This is a **critical** architectural detail. The model weights were optimized for this specific
attention pattern during training. Running the model with all-dense attention degrades
perplexity from ~12 to ~50.
The converted model **fully replicates** this sparse attention pattern without any DeepSpeed
dependency, using a precomputed block-sparse mask applied to standard dense attention.

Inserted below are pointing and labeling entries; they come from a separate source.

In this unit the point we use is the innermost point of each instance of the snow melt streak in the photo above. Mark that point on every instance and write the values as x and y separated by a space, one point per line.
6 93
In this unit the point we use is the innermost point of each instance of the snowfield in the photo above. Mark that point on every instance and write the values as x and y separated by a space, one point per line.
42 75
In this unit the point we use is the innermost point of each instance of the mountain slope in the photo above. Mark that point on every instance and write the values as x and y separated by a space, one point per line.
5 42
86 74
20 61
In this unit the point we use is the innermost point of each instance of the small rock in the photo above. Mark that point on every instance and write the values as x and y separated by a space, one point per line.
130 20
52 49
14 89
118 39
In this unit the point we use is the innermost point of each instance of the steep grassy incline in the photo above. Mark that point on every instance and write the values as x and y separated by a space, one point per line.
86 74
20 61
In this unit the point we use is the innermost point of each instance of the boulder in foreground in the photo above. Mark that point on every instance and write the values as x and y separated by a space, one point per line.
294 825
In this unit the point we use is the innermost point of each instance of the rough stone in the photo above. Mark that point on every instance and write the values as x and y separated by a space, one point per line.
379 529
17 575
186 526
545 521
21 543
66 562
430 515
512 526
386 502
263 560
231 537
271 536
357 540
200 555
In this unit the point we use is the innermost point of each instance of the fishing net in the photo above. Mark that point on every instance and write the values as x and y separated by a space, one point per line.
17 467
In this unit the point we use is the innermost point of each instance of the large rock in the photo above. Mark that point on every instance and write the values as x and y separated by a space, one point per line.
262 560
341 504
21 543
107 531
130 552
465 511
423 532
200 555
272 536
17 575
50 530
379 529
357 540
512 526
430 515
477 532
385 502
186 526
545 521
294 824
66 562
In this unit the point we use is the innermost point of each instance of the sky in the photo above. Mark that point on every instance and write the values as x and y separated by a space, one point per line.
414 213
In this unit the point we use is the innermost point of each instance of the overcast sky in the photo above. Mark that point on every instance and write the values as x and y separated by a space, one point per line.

| Attention mode | Test PPL (Gazeta) |
|---|---|
| Sparse alternating (original training regime) | **11.68** |
| All-dense (no sparse mask) | ~50.1 |
### Sparse attention parameters
The sparse pattern is controlled by `config.json` fields:
| Parameter | Value | Description |
|---|---|---|
| `sparse_mode` | `"alternating"` | Even layers sparse, odd layers dense |
| `sparse_block_size` | `16` | Token block size for sparse layout |
| `sparse_num_local_blocks` | `8` | Local attention window (8 blocks = 128 tokens) |
| `sparse_num_global_blocks` | `1` | Global blocks per window |
| `sparse_num_different_global_patterns` | `8` | Different heads use different global positions |
Each sparse layer applies a per-head block-sparse mask. Within each window of 128 tokens,
attention is causal (lower-triangular). Across windows, only designated "global" blocks are
visible, with each attention head using a different global block position within the window.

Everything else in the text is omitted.